Apparently, this kind of thing doesn’t raise an eyebrow in the JS world.

Now, I understand and respect the JS programming model. But this was seriously frustrating when I first encountered it because a simple script like the one I was trying to write just has an ordered list of tasks to complete. When it asks for bytes from a file, it really has nothing better to do than to wait for the answer.

Thankfully, it turns out that Node’s fs module includes synchronous versions of the various file access functions. So it’s all good.

I’m sure I missed or underexplained some things. But if other brave souls are interested in dipping their toes in the waters of Emscripten, I hope these tips will come in handy.

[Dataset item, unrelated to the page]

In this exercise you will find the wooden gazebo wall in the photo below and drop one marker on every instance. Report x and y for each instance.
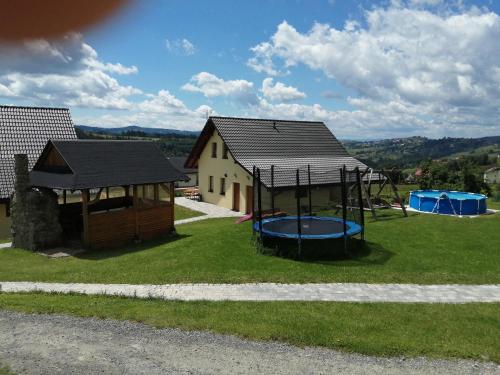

Posted in Cirrus Retro | 5 Comments »

5 Responses

  1. Jonathan Wilson Says:

    Wow. Just Wow. This is amazing and it works just great in my browser (Firefox-derivative)

  2. Multimedia Mike Says:

    @Jonathan: Thanks for the feedback! Glad to know that Cirrus Retro is fulfilling its chartered purpose (accessibility beyond just Chrome).

  3. Jonathan Wilson Says:

    Oh and I wonder if you could make the M1 emulator for arcade music work in-browser in the same way as this (last I checked there was source code available for it although I dont know how it works or whether the source for the latest version is still available)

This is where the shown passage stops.